Holistic Unlearning Benchmark: A Multi-Faceted Evaluation for Text-to-Image Diffusion Model Unlearning
Saemi Moon, Minjong Lee, Sangdon Park, Dongwoo Kim
TL;DR
This work introduces Holistic Unlearning Benchmark (HUB), a comprehensive framework to evaluate unlearning methods for text-to-image diffusion models across six dimensions (faithfulness, alignment, pinpoint-ness, multilingual robustness, attack robustness, efficiency) on 33 concepts (Celebrity, Style, IP, NSFW) with 16,000 prompts per concept. HUB pairs a large-scale prompt-generation pipeline with VLM-based concept detection to assess how well unlearning methods remove target concepts while preserving unrelated content, language portability, and resilience to adversarial prompts. Across seven baseline methods, HUB reveals that no method dominates all metrics, highlighting crucial tradeoffs between removing unwanted content and maintaining generation quality and alignment, particularly for NSFW concepts. By releasing its data and evaluation code, HUB provides a standardized, multi-faceted benchmark designed to spur development of more reliable and robust unlearning techniques with practical safety implications. The study also demonstrates the importance of holistic, cross-language and attack-sensitive evaluation in ensuring that unlearning generalizes beyond English prompts and narrow test sets.
Abstract
As text-to-image diffusion models gain widespread commercial applications, there are increasing concerns about unethical or harmful use, including the unauthorized generation of copyrighted or sensitive content.
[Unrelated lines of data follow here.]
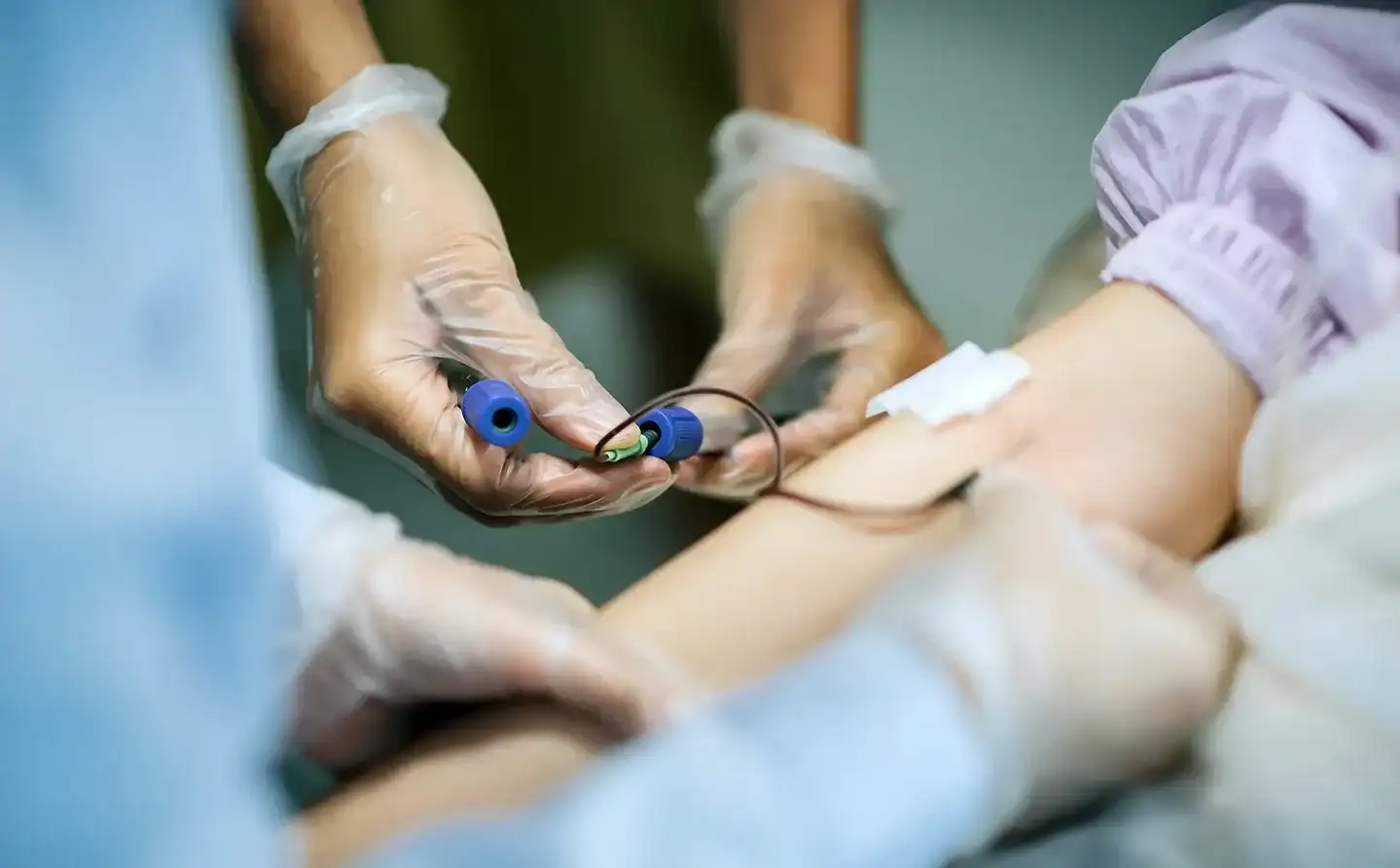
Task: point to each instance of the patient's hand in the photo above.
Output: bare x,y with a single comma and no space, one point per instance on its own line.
1090,657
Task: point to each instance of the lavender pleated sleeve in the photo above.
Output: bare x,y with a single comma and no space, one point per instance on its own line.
1255,182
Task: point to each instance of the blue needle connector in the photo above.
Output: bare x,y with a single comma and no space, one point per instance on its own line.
496,412
672,434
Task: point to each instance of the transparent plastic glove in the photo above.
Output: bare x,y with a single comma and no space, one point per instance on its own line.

Concept unlearning has emerged as a promising solution to these challenges by removing undesired and harmful information from the pre-trained model. However, the previous evaluations primarily focus on whether target concepts are removed while preserving image quality, neglecting the broader impacts such as unintended side effects. In this work, we propose Holistic Unlearning Benchmark (HUB), a comprehensive framework for evaluating unlearning methods across six key dimensions: faithfulness, alignment, pinpoint-ness, multilingual robustness, attack robustness, and efficiency. Our benchmark covers 33 target concepts, including 16,000 prompts per concept, spanning four categories: Celebrity, Style, Intellectual Property, and NSFW. Our investigation reveals that no single method excels across all evaluation criteria. By releasing our evaluation code and dataset, we hope to inspire further research in this area, leading to more reliable and effective unlearning methods.